It went away, of course, like the slight weakness against low and away pitches that followed, or any of the other proximate causes of the various slumps he's endured between long stretches of smashing baseballs. Whether I'm projecting onto other authors or not, I think it's clear now that the default assumption has to be that any Trout weakness will soon be corrected.
One does not simply become one of the top 50 baseball players in the world (or, in this case, one of the top 50 players of all time, and that's being generous to about 40 others) without being able to adjust nearly constantly. I watch more Red Sox games than any other team, and so for me, the go-to example of this is Will Middlebrooks, but you can insert your favorite flash-in-the-pan who hit well as a rookie before cratering the first time a pitcher found a vulnerability. There are tons of them, probably because adjusting like this is really hard! Mike Trout has, at this point, demonstrated that to be yet another exemplary part of his game. It could be that it's more obvious in him than most players, since not everyone gets an article for every slump, but adjusting is clearly a strength.
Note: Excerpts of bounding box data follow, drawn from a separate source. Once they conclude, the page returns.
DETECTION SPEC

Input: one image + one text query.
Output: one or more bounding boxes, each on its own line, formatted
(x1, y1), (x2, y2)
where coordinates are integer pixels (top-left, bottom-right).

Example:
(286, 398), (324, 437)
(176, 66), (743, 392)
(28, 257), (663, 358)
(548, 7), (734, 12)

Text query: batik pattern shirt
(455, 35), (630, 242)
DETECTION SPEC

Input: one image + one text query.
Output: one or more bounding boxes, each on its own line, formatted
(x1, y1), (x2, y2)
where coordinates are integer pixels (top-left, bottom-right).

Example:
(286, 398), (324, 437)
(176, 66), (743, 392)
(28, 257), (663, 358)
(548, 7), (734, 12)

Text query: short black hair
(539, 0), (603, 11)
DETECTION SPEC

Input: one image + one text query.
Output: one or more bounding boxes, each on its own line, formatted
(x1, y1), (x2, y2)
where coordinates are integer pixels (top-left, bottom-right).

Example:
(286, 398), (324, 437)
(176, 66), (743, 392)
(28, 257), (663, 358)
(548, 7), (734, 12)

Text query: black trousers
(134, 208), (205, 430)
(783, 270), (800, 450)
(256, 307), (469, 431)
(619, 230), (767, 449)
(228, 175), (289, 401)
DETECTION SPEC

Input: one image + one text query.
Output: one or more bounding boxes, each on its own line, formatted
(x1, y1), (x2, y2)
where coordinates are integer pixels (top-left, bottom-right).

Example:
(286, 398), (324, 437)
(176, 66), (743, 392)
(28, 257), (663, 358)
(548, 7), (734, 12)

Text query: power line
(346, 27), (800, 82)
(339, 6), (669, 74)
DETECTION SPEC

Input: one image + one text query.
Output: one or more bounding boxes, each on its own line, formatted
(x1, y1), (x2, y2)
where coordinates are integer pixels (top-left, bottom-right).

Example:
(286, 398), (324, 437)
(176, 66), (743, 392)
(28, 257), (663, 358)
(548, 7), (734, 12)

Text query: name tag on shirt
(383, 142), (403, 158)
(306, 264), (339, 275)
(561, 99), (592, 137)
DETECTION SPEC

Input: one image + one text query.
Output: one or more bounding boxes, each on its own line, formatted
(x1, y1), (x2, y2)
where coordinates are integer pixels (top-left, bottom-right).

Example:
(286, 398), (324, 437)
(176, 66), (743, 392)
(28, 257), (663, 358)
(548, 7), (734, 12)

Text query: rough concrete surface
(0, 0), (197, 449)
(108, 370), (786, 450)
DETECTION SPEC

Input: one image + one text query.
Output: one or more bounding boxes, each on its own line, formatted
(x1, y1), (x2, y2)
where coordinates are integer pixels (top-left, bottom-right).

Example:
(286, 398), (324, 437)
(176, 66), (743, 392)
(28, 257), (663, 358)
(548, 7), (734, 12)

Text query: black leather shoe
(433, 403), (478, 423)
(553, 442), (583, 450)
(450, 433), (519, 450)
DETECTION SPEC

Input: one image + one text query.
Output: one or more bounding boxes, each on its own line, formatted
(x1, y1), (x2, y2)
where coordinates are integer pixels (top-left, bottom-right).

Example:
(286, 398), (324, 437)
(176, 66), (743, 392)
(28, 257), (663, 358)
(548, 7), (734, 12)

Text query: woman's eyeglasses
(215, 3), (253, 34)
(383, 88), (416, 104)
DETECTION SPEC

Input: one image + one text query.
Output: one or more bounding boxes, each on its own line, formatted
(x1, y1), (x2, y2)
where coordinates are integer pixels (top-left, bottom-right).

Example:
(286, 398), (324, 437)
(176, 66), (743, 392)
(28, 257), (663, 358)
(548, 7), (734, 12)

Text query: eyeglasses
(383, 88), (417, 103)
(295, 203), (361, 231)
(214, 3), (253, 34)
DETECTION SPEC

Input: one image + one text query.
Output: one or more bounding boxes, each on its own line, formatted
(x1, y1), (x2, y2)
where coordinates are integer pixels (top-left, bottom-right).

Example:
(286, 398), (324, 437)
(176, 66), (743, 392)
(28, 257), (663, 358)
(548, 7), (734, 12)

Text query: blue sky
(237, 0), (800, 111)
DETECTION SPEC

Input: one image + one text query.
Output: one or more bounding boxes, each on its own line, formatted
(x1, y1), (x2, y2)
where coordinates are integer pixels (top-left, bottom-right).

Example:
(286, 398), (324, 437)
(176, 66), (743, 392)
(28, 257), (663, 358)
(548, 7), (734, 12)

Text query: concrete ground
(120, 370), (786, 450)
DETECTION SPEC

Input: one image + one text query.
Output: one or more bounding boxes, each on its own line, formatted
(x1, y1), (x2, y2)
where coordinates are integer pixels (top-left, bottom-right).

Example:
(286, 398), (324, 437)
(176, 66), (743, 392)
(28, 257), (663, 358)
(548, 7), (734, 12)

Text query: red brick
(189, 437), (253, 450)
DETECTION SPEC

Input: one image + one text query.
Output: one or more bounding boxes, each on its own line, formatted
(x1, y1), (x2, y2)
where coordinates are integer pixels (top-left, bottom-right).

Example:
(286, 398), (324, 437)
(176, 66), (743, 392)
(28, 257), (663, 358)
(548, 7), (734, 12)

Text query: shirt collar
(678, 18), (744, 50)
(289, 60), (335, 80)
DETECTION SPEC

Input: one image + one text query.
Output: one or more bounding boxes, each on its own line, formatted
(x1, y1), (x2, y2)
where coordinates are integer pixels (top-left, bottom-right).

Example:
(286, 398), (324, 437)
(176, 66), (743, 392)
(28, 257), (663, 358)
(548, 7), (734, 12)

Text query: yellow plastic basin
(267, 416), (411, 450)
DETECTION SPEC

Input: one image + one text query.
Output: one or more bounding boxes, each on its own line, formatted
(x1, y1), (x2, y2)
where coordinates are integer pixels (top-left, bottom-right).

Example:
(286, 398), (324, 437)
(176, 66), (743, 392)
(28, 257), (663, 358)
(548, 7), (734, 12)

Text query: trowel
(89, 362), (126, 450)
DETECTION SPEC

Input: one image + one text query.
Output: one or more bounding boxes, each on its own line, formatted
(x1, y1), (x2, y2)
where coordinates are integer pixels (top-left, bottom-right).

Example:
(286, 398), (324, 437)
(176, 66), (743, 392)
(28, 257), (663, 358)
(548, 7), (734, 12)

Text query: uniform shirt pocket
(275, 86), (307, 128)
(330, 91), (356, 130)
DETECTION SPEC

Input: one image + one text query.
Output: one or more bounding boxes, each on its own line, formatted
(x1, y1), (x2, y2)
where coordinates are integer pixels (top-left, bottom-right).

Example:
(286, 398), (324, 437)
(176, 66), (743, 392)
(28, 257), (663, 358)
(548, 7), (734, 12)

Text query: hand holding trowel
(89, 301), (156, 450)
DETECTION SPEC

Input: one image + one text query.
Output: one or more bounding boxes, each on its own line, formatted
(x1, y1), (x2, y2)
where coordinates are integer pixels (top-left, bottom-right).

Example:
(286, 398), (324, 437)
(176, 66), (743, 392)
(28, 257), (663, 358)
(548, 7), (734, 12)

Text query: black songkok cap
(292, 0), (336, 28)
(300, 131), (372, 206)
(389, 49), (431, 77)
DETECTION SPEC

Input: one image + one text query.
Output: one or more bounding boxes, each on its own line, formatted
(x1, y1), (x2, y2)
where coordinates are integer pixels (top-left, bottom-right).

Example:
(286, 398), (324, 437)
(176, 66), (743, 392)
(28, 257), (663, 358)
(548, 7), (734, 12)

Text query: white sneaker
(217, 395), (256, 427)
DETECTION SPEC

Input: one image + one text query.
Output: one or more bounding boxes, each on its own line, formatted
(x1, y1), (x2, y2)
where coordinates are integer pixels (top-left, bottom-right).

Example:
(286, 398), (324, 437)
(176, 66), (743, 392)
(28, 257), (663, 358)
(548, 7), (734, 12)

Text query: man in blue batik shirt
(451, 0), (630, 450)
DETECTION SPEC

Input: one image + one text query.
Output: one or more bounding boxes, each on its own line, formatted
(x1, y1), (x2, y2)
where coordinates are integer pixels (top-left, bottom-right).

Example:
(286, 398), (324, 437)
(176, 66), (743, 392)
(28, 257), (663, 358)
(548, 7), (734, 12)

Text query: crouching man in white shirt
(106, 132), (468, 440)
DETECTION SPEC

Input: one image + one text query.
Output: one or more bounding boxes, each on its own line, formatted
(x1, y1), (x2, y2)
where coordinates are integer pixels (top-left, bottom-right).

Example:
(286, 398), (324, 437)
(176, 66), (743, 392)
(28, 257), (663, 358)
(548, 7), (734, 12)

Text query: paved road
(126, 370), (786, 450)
Mike Trout is a great baseball player. He got to that point via incredible amounts of natural athleticism but also by making constant adjustments, big and small, to the way he approaches a plate appearance. When he's off his game, it absolutely should be written about, since that is notable and interesting, and the manner in which it has happened should also be noted. It shouldn't, however, be portrayed as the flaw that will finally bring him down, because the only way to sustain such otherworldly production over almost four years is to be extremely adaptable as well as extremely talented.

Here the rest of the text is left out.